Like most of you dads out there, I work very hard each day. I rarely take a lunch break, and don’t take a lot of days off. That’s just how I am wired. I father home from workam confident that many of you fathers out there are the same way. It’s in our blood, it’s how we were raised, and we’re proud of our work ethic.

I am first and foremost, the proud, doting father to a 5 year old girl and a 2 year old boy. I would do anything for them at any time, just like you would do anything for your child at any time. Our young children don’t know why we work and come home tired. We do it for them, but they won’t understand it until they have kids someday.

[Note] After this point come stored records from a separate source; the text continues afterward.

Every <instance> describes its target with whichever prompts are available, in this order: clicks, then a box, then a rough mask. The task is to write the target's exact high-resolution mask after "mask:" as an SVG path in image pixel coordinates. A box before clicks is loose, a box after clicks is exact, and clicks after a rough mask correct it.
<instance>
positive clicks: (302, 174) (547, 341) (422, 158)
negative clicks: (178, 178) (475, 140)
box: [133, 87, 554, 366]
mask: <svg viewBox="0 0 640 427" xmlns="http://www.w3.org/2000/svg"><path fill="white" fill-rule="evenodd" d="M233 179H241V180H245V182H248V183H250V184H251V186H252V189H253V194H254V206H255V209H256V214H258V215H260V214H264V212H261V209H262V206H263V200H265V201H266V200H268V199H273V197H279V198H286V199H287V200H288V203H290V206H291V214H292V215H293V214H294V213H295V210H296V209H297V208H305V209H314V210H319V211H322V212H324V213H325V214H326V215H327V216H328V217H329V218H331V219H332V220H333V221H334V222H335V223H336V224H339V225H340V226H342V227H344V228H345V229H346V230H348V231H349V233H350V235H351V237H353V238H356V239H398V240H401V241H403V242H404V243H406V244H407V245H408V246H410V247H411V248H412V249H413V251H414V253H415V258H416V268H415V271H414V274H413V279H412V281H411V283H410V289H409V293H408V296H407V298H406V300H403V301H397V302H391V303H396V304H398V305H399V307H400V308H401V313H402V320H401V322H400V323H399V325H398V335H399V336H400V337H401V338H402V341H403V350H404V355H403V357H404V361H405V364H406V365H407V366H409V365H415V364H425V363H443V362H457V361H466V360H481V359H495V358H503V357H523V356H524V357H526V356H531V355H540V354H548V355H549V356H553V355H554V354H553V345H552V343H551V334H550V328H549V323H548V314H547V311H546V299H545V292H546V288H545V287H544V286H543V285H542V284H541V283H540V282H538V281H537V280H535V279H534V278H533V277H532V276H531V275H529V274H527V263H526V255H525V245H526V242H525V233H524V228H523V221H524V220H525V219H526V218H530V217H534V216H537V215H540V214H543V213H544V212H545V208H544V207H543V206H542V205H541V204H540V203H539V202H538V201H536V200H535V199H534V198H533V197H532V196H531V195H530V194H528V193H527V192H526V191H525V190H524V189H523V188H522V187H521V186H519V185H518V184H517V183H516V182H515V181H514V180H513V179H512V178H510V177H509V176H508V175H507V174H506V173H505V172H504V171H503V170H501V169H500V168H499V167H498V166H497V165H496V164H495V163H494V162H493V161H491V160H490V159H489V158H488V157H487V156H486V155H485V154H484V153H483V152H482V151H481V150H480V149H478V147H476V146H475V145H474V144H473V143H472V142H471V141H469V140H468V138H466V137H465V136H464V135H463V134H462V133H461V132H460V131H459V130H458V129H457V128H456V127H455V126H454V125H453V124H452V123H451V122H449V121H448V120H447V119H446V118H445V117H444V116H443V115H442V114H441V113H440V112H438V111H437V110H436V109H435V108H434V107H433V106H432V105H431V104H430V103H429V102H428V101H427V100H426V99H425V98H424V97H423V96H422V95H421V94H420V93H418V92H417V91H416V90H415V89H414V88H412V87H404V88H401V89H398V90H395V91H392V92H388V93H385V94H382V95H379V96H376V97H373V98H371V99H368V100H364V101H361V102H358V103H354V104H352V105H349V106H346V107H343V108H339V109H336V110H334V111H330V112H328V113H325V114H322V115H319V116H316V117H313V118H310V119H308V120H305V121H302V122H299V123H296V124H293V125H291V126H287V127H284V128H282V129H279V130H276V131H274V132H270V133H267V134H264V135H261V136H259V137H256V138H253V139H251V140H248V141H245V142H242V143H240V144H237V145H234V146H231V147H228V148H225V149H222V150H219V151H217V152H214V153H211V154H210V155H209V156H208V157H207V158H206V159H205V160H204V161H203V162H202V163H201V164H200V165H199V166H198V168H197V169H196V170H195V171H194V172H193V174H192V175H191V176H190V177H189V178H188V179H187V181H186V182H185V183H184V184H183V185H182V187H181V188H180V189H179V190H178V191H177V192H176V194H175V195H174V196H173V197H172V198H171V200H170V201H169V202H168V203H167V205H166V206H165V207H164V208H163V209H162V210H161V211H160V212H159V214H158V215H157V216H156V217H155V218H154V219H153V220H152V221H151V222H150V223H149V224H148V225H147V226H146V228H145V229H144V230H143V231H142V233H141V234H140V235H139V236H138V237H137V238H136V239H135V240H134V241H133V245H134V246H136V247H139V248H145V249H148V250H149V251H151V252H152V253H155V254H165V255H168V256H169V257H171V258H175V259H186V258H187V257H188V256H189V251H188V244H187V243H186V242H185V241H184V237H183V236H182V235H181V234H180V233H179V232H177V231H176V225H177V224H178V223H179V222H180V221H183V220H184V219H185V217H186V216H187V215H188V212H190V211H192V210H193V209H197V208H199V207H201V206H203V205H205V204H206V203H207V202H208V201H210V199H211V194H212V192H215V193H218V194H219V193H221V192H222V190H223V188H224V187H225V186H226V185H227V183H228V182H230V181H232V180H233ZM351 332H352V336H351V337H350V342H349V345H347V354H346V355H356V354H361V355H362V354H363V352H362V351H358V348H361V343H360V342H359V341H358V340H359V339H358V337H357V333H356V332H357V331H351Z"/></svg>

There have been times when I’ve come home from a hard day, and not been “there” for my kids. I was tired or stressed or just not in a good mood. That’s normal, but how we react to feeling like that is critical. When I think about those times, I cringe. My kids are waiting for me. Should it be their problem that I had a busy day? I promised myself, not so long ago, that I would try my hardest to walk in the door each night with an over exaggerated, flamboyant, happy entrance that would help to ensure my kids never lose the “Daddy’s Home!!!” excitement.

5 Tips To Relieve A Bad Mood Before Coming Home To Your Kids:

  • On the drive home, turn the radio up loud, roll down the windows and sing a long.
  • Eat something ( I go with candy, but I don’t condone candy eating).
  • Do not answer the cell phone.
  • If driving helps, do what Supertramp says and “Take the Long Way Home”.
  • Think about your kids, and how fun it is to play with them when you get home and of course how great it feels to see their happy faces at your arrival.

Following these tips will not only ensure a stronger, healthier relationship with your children, but it will also help you feel better about yourself and your day!